Open commjoen opened 6 years ago

commjoen commented 6 years ago

You can now test whether the user is allowed to install unknown sources. This can help in checking the security posture of the device. It is a good idea to raise awareness with android developers to check whether there are fake apps in the appstore which should represent theirs and we should for L2 apps make the dev check whether unknown sources are allowed and if so, warned he user about this https://developer.android.com/about/versions/oreo/android-8.0-changes .

TheDauntless commented 6 years ago

Does it make sense to suggest the "unknown sources check" in the MSTG without support from MASVS? I also don't immediately see where it would fit in the MASVS.
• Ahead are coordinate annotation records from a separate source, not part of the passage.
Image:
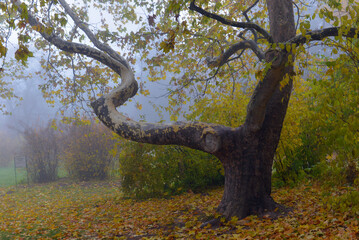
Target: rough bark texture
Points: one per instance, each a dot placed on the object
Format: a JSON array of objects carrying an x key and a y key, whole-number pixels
[
  {"x": 248, "y": 167},
  {"x": 246, "y": 152}
]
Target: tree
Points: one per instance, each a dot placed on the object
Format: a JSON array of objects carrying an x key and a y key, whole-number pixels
[
  {"x": 246, "y": 151},
  {"x": 41, "y": 148}
]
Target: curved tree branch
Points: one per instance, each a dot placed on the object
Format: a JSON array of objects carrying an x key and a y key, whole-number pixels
[
  {"x": 318, "y": 35},
  {"x": 196, "y": 135},
  {"x": 246, "y": 44},
  {"x": 249, "y": 25}
]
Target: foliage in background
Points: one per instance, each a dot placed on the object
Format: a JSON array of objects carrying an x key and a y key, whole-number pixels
[
  {"x": 155, "y": 171},
  {"x": 87, "y": 150},
  {"x": 9, "y": 145},
  {"x": 41, "y": 148}
]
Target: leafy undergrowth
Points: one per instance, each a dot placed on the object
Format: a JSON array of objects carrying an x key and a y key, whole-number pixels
[{"x": 96, "y": 211}]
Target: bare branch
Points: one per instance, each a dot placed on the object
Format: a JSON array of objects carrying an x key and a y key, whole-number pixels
[
  {"x": 249, "y": 25},
  {"x": 91, "y": 36},
  {"x": 318, "y": 35},
  {"x": 246, "y": 44}
]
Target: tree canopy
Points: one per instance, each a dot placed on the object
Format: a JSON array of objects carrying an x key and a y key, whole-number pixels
[{"x": 205, "y": 49}]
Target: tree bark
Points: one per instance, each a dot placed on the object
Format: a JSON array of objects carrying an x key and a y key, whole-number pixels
[{"x": 248, "y": 166}]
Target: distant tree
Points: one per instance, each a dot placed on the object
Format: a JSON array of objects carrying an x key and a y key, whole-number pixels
[
  {"x": 186, "y": 41},
  {"x": 87, "y": 150},
  {"x": 42, "y": 150},
  {"x": 9, "y": 145}
]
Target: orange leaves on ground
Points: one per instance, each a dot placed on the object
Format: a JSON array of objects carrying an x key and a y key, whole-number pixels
[{"x": 96, "y": 211}]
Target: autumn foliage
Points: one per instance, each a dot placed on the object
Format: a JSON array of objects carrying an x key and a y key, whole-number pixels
[
  {"x": 158, "y": 171},
  {"x": 97, "y": 211}
]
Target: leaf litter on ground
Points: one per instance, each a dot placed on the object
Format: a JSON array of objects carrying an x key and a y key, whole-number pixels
[{"x": 97, "y": 210}]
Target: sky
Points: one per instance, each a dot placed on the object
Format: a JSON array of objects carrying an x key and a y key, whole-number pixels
[{"x": 33, "y": 108}]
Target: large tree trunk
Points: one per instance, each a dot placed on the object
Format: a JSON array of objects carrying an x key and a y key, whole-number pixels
[{"x": 248, "y": 166}]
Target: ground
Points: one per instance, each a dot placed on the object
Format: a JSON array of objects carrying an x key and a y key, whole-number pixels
[{"x": 96, "y": 210}]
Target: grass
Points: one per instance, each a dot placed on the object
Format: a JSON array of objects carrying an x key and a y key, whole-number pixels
[
  {"x": 7, "y": 176},
  {"x": 96, "y": 210}
]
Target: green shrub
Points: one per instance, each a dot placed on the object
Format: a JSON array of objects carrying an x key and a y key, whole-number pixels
[
  {"x": 156, "y": 171},
  {"x": 87, "y": 152},
  {"x": 346, "y": 202}
]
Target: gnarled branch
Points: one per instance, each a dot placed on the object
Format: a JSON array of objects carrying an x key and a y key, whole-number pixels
[
  {"x": 196, "y": 135},
  {"x": 245, "y": 44},
  {"x": 248, "y": 25},
  {"x": 318, "y": 35}
]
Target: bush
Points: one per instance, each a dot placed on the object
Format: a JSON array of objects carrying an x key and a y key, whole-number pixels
[
  {"x": 86, "y": 154},
  {"x": 42, "y": 149},
  {"x": 156, "y": 171}
]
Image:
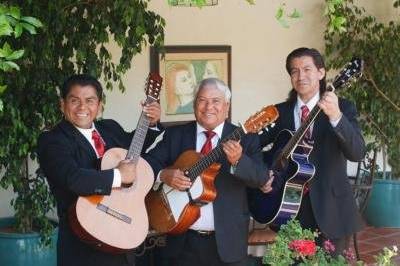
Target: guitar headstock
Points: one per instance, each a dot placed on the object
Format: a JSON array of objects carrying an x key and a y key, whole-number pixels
[
  {"x": 153, "y": 86},
  {"x": 261, "y": 119},
  {"x": 352, "y": 71}
]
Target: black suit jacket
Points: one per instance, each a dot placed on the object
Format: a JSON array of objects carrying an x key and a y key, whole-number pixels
[
  {"x": 72, "y": 169},
  {"x": 231, "y": 215},
  {"x": 331, "y": 194}
]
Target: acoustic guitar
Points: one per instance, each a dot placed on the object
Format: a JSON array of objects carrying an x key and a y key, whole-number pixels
[
  {"x": 118, "y": 222},
  {"x": 279, "y": 206},
  {"x": 173, "y": 211}
]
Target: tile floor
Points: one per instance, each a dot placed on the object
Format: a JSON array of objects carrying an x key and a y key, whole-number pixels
[{"x": 371, "y": 241}]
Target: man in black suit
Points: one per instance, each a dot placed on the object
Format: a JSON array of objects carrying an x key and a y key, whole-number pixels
[
  {"x": 69, "y": 156},
  {"x": 219, "y": 236},
  {"x": 329, "y": 205}
]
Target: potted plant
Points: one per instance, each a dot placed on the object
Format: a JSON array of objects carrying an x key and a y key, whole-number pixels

I do like the suggestion for raising awareness for fake apps. Maybe we can add that to V1 of masvs? https://github.com/OWASP/owasp-masvs/blob/master/Document/0x06-V1-Architecture_design_and_threat_modelling_requireme.md

commjoen commented 6 years ago

It is actually part of a very long requirement: | **2.12** | The app educates the user about the types of personally identifiable information processed, as well as security best practices the user should follow in using the app. | | ✓ |

commjoen commented 6 years ago

We have been in a position at the masvs where we did a lot of user education controls and then we tried to shorten them again to one... which is this one... a best security practice is not to install apps from unknown sources for instance

TheDauntless commented 5 years ago

I'm probably missing something, but how exactly can you test this as a developer?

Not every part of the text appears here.